Three of the layers carry their own story:
Vertex AI Memory Bank — episodic correction memory that changes decisions. When a maintainer dismisses one of Lore's flags, that correction is written to Memory Bank, scoped to the project. Before Lore reviews a new MR, it searches that memory — and if a maintainer previously waved off a similar case, the retrieved correction flows into the prompt as prior-decision context, and the convention's confidence drops below the gate so the flag is suppressed. A retrieved memory changes a live decision. The retrieval is similarity-based, so a dismissal on "Fix cleanup bug" surfaces on a later "Fix config bug" — something a flat lookup table can't do. And only a maintainer's correction becomes a memory (we verify the reactor's project role); a contributor's reply can never poison what Lore learns.
GitLab MCP Server — two authenticated reads in the live review path. The official MCP server provides authenticated access to MR data and history. We use it for two auxiliary reads that run after the model has decided, in the orchestration layer, never touching the detection prompt's inputs: (1) when Lore cites a historical MR, it calls MCP search to fetch that MR's real title, so the thread footer carries a verified quote instead of a bare link; (2) before applying a label, it calls MCP search_labels to confirm the label exists, so Lore never claims to apply a label that silently no-ops. Both fail open — if MCP is unavailable, the review still posts. Writes that the official MCP server doesn't support — resolvable threads, label quick-actions, the summary table — go over REST, because those endpoints don't exist in the MCP toolset.
Secret Manager — credential bootstrap and rotation. The official GitLab MCP server is OAuth-only; a personal access token returns 403. We bootstrap credentials through mcp-remote and store and rotate the OAuth client ID and refresh token in Secret Manager.
Each piece does one job, and the layers never cross — the detection diff stays on REST for determinism, MCP handles auxiliary reads, Memory Bank handles episodic recall, and conventions.json holds the learned confidence dial.
Challenges we ran into
Ground-truth circularity. When the agent found genuine violations the maintainer had never corrected, we could have reclassified them as true positives — and our headline precision would have jumped to 0.89. We didn't. That reclassification depends on our own judgment about what the maintainer "should" have flagged, which is exactly the circularity that makes a number indefensible. We publish the stricter pre-audit ground truth (precision 0.67) and treat the agent-found-extra-violations result as a footnote, not a headline.
The principle was right; the plumbing didn't match it. Late in the build, live verification on a real MR caught that the context enricher had never actually worked in production. It parsed one diff-header format (+++ b/path) while GitLab's webhook emits another (+++ path), so it had been silently returning no repository context — and because the eval harness produced the same header format, the bug was invisible in eval too. We fixed the parser; the agent now reasons about real file trees.
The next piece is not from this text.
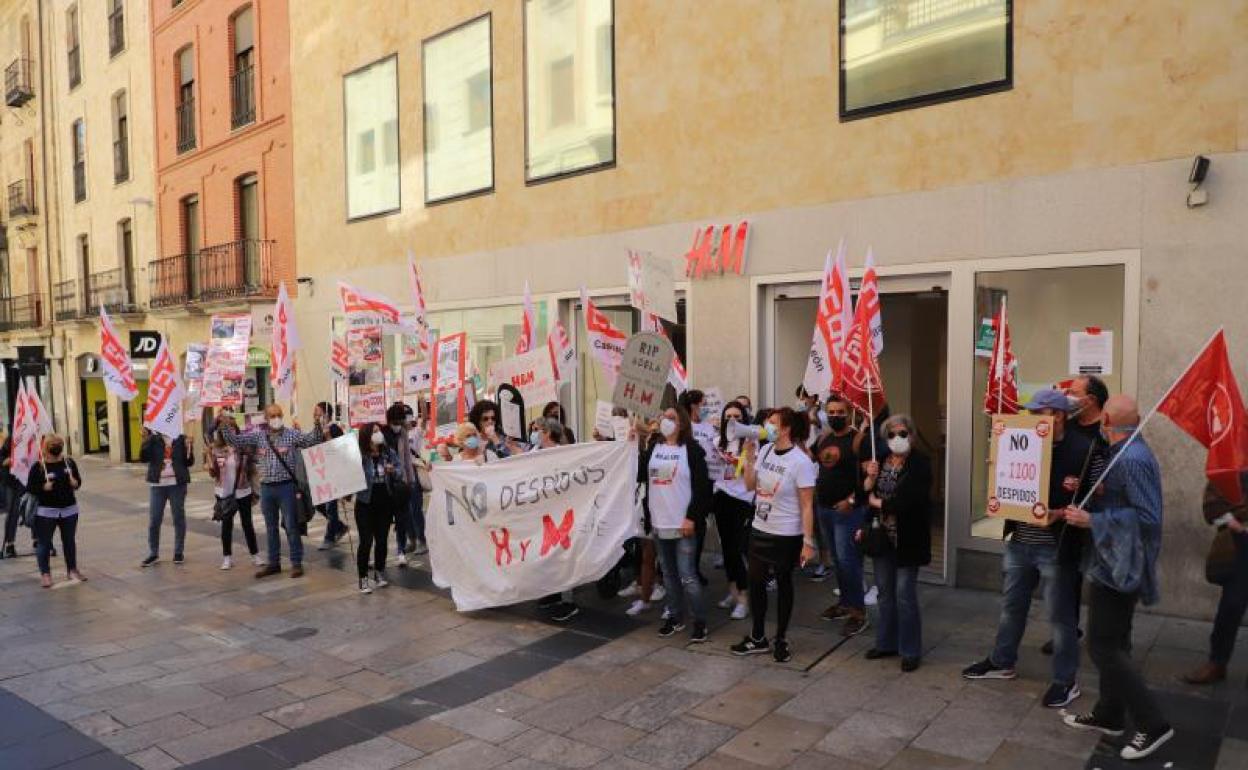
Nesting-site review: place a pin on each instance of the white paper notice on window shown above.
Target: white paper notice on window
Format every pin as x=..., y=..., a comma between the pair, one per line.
x=1092, y=352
On the holdout's test-coverage cases it correctly declines to flag — 4 of 6 add no new exported API (nothing requires a test), and 2 of 6 already ship a *_test.go file. "Context absent → silent" became "context present → judged no violation." The insight held; the wiring finally caught up to it.
Write-only is a trap. Two of our "finished" features turned out to update state that nothing read. The confidence dial was being decremented on a 👎 but the decision gate never consulted it, so "self-learning" moved a number that changed nothing. We wired the stored confidence into the gate: now, when a convention's confidence falls below 0.60, it genuinely goes quiet on the next review. (Memory Bank had the same shape of bug — writing memories nothing retrieved — until we wired its read path, above.) Verifying that a feature runs is not the same as verifying it changes a decision; we learned to test for the second.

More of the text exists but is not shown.